The meeting heard that it had not been possible to include a super hospital as one of the formal options - because only proposals which had the necessary funding attached could be taken forward. But several members said that such a plan should not be “written off”.
“If you don’t ask, you don’t get,” said Paul Richardson, vice chair of the two CCGs.
The Local Democracy Reporting Service revealed last week that an unpublished feasibility study in 2016 into a single-site hospital to replace both the Royal Preston and Chorley hospitals was the “preferred approach” of local NHS leaders - but that funding had never been secured for their plan A.
“How far adrift is plan B [the current list of options] from plan A?” Chorley CCG lay member Linda Chivers asked.
“I need to know that before I can decide whether any of the options are suitable.”
A Preston CCG lay member, Debbie Corcoran, also warned that the local NHS could be “disadvantaging our communities by not progressing options which require a capital element”.
The committee supported a suggestion by chief officer Denis Gizzi to approach the Treasury, via NHS England, with a “formal request” for funding for a single-site hospital in Central Lancashire. The bid would be made in parallel with the process to determine the most suitable option which does not require significant capital investment.
Dr.
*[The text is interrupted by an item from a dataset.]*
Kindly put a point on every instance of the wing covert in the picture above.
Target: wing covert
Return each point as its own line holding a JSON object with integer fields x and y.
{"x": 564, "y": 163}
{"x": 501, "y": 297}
Bangi told members of the public in the audience that the committee were not “nodding dogs” - a charge often levelled by the Protect Chorley Hospital campaign group.
“This is not an easy task and it’s important that the public understands that we currently have an unsustainable health economy in this area,” he said.
But one campaigner, Cathy Hurley, told the dozens of others who had attended the meeting that they had “had an influence by their presence”.
Another addressed the committee as the meeting broke up: “You are yet to convince us of the fact that you are doing the right thing,” he said.
Chorley MP Sir Lindsay Hoyle, who was also present, said the “elephant in the room” was the fact that there is “not enough money” for the NHS in Central Lancashire.
“Where is the evidence to say that an A&E at Chorley is not sustainable?” he asked.
“If you start off down this road of reducing services at that hospital, there will be no turning back.
“So it’s important that the people on this committee who will be making the decisions hold their nerve and do not fall into the trap which has been set for them,” he added.
The committee also approved a plan to carry out an analysis of the impact of any changes to non-emergency NHS services on the time which patients have to travel to reach their appointments.
It followed an intervention by a member of the public who interrupted the meeting to hand out a document detailing case studies of the adverse effect of introducing community-based services for people with transport and mobility difficulties.
Speaking after the meeting, Louise Paj said: “Services which are taken out of hospital are often moved into local GP surgeries which are not always accessible from other [parts of the region].”